Connection Server Shut Down Desktop session disconnected after 24 seconds, manual reconnect 118 seconds reconnected, black desktop background.  Timeout message 141 seconds.  Second manual reconnect, 276 seconds reconnected, black desktop background.  Timeout message 301 seconds. Loop via View Client.  Can connect via Blast (HTML5) to desktop.
NetScaler VPX-Express Power Off Desktop session disconnected after 4 seconds, manual reconnect 39 seconds to be logged back into desktop.
NetScaler VPX-Express Shut Down Desktop session disconnected after 19 seconds, manual reconnect 57 seconds to be logged back into desktop.

When a View Client connects externally, the NetScaler VPX passes traffic to the least loaded Security Server.  Remember a Security Server is bound to a single Connection Server and that ALL traffic is proxied via the Security Server.

When first Security Server fails you are disconnected (as expected). When the View Client is launched again the NetScaler VPX routes traffic via the secondary Security Server and the secondary Connection Server.

  1. Everything OK NetScaler > Security Server 01 > Connection Server 01 > Desktop
  2. Failed Security Server NetScaler > Security Server 01 > No Access To Connection Server 01
  3. Reconnect NetScaler > Security Server 02 > Connection Server 02 > Desktop

What I found most interesting was the Connection Server failures.

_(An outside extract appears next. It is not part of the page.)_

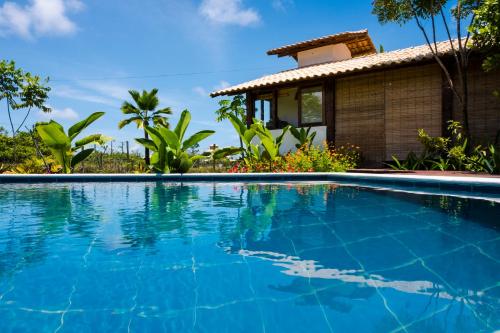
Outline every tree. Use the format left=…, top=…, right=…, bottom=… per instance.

In this scenario, the Security Servers are up and a Connection Server goes down.

Trying to reconnect to via the View Client, enables you to authenticate successfully, but you receive a ‘black desktop screen’ and then a connection time out.

Looking at the connection status of the NetScaler VPX-Express services, only the HTTPS SSL Bridge to 443 on Security Server 01 is down and the rest of the services are up.

Failure Connection Server Power Off 01

When the NetScaler VPX polls the Security Server on 443 HTTPS, 4172 TCP and 4172 UDP it sees that the PCoIP services on 4172 are up and tries to reconnect back to the original TCP session, due to the fact that our Persistency Group is Source IP and that we are connecting back over the same ports.

Connecting via Blast HTTPS 8443 works, I imagine this is due to a new TCP connection being established to Security Server02, which in turn connects via Connection Server 02 which is up.

Disconnecting from the Blast Desktop, I was able to reconnect to my desktop using View Client.

Final Word

Hopefully this post has gone someway to helping you understand the failure scenarios .  Knowing what to expect is key as it allows you to set expectations to both the business and users.